The Palo Alto, Calif., company released 40 software and services offerings last week, saying the improved ties between business processes and IT are at the heart of Adaptive Management. A key part of the strategy is HPs effort to extend OpenView management software into the business process layer. To do this, the company is integrating technology it acquired with Talking Blocks Inc. into a new HP OpenView Management Integration Platform, officials said.

The platform will eventually integrate management data from different management domains. It combines HPs Web Services Description Language and Simple Object Access Protocol-based Web services management efforts with other Web services applications built using XML over HTTP or Java or even CORBA, according to Al Smith, chief technology officer for the management software organization.

HP also updated its OpenView Operations tool to enable systems management across firewalls without a security risk. The new release includes a proxy agent that can send and receive commands to and from agents in the open subnet, according to HP officials.

HP also last week streamlined OpenView Operations configuration and made it easier for users to navigate multiple services pages in the consoles GUI.

On the hardware front, HP merged the capabilities of three hardware management tools into one offering that can manage HP-UX, Linux and Windows boxes.

The new Systems Insight Manager combines the functions of HPs existing Servicecontrol Manager for HP-UX, Toptools and HP Insight Manager 7 for ProLiant servers. It can be extended with plug-ins to manage other hardware elements and is integrated with both OpenView Network Node Manager and OpenView Operations. It can be launched from the consoles of those tools, and users can drill down from those consoles into individual servers to reboot them or take other corrective actions.

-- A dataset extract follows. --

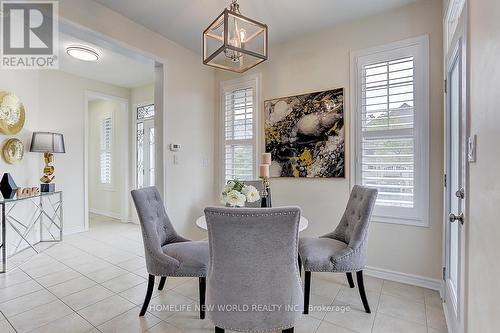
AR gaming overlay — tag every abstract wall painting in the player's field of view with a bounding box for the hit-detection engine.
[264,88,345,178]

Systems Insight Manager user Subhash Tantry, executive vice president of operations, engineering and customer care for CenterBeam Inc., in San Jose, Calif., said the merged tool streamlines the user interface and is more extensible. Still, Tantry said the biggest challenge HP faces in its Adaptive Enterprise strategy is in making applications—not hardware or operating systems—work on demand.

“The premise of utility computing is to make computing fungible—like electricity that can be transferred from one city to another,” Tantry said. “From a hardware and operating system perspective, you can make it fungible more so than from an application perspective.”